Systematic Literature Review

A systematic literature review was carried out to identify relevant trials relating to treatments for melanoma; the methodology has been described in full elsewhere [14]. The systematic review followed Cochrane and Preferred Reporting Items for Systematic Reviews and Meta-Analysis (PRISMA) guidelines. Briefly, clinical trials published between January 1990 and September 2015 that evaluated the efficacy and safety of treatments for metastatic melanoma were identified from searches of the following databases: MEDLINE, including MEDLINE In-Process Citations and Daily Update (PubMed; OvidSP); Embase (OvidSP); and the Cochrane Library, including the Cochrane Database of Systematic Reviews (CDSR), Database of Abstracts of Reviews of Effects (DARE), Cochrane Central Register of Controlled Trials (CENTRAL), Health Technology Assessment (HTA) Database, and the NHS Economic Evaluation Database (NHSEED). To identify relevant studies presented at conferences, the following meeting proceedings were also searched: American Society of Clinical Oncology (ASCO), European Association of Dermato Oncology (EADO), European Cancer Congress (ECC), European Society for Medical Oncology (ESMO), and International Society for Pharmacoeconomics and Outcomes Research (ISPOR; European and international conferences).

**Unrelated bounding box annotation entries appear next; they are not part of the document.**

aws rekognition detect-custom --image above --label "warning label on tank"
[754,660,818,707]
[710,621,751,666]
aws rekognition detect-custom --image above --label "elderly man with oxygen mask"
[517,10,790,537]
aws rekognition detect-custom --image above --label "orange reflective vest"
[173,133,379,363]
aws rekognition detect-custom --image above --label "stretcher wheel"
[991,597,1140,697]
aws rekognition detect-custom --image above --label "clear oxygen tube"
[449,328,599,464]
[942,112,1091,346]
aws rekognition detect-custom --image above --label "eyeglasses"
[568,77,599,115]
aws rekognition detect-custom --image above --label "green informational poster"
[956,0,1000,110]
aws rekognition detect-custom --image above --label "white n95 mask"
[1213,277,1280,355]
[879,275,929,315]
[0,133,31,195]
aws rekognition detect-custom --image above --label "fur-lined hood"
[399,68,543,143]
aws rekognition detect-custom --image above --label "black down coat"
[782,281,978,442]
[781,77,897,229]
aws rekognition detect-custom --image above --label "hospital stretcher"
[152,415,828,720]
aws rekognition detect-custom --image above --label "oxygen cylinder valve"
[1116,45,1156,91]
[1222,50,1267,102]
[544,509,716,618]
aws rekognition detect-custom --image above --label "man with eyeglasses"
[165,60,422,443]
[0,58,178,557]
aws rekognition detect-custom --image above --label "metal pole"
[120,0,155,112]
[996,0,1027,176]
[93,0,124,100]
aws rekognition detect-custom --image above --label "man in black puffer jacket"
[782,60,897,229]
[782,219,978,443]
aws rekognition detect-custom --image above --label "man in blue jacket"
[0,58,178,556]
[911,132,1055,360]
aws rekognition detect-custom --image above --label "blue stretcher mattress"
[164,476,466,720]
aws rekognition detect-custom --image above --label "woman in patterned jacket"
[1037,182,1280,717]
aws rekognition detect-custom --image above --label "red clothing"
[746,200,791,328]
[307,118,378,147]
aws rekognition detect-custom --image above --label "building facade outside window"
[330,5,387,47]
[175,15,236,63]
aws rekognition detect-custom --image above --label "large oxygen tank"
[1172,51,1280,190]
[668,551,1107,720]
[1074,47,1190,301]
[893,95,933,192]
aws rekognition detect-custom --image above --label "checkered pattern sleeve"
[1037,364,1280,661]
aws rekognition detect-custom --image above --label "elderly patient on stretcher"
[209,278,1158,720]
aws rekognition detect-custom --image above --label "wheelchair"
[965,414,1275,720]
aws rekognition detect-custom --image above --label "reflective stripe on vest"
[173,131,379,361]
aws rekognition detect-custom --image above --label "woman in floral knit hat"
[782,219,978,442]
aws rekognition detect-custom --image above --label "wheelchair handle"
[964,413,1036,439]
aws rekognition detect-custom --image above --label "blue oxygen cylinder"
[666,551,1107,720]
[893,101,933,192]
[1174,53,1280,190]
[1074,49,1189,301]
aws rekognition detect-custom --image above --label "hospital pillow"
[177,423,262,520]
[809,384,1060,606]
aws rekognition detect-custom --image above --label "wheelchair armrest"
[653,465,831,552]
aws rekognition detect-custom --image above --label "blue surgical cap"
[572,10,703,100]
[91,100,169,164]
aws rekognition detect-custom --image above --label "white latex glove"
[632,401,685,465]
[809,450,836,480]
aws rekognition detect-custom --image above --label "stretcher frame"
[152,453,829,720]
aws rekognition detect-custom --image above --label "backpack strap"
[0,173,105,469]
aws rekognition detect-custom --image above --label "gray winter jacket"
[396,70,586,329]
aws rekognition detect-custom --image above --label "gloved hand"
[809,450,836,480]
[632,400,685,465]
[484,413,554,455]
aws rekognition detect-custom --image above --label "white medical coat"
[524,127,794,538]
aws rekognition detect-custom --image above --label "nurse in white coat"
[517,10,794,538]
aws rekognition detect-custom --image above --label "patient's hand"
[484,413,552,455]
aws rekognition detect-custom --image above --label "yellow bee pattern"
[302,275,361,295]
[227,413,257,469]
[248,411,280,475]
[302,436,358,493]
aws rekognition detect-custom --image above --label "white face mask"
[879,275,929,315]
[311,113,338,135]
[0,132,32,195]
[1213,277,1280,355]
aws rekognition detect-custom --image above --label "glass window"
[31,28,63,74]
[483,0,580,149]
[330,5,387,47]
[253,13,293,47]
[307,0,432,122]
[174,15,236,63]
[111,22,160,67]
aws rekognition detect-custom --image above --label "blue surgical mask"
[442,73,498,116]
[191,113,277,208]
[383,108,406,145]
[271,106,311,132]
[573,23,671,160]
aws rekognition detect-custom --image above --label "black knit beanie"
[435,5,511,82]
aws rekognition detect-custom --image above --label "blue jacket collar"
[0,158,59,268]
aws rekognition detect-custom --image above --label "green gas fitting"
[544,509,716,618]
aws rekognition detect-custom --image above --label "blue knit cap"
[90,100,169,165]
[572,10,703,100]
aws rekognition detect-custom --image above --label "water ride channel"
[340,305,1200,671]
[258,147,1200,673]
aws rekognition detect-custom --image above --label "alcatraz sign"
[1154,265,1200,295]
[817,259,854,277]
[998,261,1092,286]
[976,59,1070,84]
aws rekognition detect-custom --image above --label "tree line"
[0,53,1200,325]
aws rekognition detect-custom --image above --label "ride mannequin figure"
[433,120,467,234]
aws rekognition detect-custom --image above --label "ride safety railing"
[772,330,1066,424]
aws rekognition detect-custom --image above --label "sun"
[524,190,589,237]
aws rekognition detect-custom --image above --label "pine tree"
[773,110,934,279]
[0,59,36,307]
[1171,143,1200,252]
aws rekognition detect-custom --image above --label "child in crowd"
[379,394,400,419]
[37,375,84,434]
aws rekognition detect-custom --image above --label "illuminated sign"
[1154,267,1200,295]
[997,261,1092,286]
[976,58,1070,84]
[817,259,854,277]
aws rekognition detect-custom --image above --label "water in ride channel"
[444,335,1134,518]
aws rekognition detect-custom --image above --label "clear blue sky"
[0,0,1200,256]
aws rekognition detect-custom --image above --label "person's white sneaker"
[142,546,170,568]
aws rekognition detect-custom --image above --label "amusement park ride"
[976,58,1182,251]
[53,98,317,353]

The trials identified in the review were assessed against pre-specified inclusion and exclusion criteria; trials that met these criteria and that investigated the agents of interest were then assessed for bias and study quality using the Grades of Recommendation, Assessment, Development and Evaluation (GRADE) criteria [15].

Establishing the Feasibility of a Valid Network Meta-Analysis

The feasibility of conducting a valid network meta-analysis of GM-CSF, dacarbazine, and gp100 was assessed using a process developed and published by Cope and colleagues [16]. The network of evidence for previously untreated or treated melanoma is shown in Fig. 1, including both current treatments and the control agents included in the trials. The network had few trials and generally one trial per connection; aside from dacarbazine, each of the treatments of interest occurred in only a single trial. There were no head-to-head data for the treatments of interest and patient characteristics (e.g., stage of disease, previous treatment) differed between trial populations meaning that a valid network of evidence could not be established [17].

Fig. 1
figure 1

Network of evidence for previously untreated or treated melanoma. a Trial ongoing but data are reported; b Non-standard dose, administration, or setting; c Previously treated patients; d NCT identifier not available, data published (Ravaud et al. 2001). GM-CSF granulocyte-macrophage colony-stimulating factor, gp100 glycoprotein peptide vaccine, T-VEC talimogene laherparepvec

Indirect Treatment Comparisons

The use of treatment-specific meta-analysis of absolute treatment effect as an alternative approach to indirect treatment comparison has been previously reported when a valid network of evidence could not be established [14]. We used the same approach here, which involved analysis of survival data for GM-CSF, dacarbazine, and gp100 from metastatic melanoma trials in which these agents were studied as monotherapy.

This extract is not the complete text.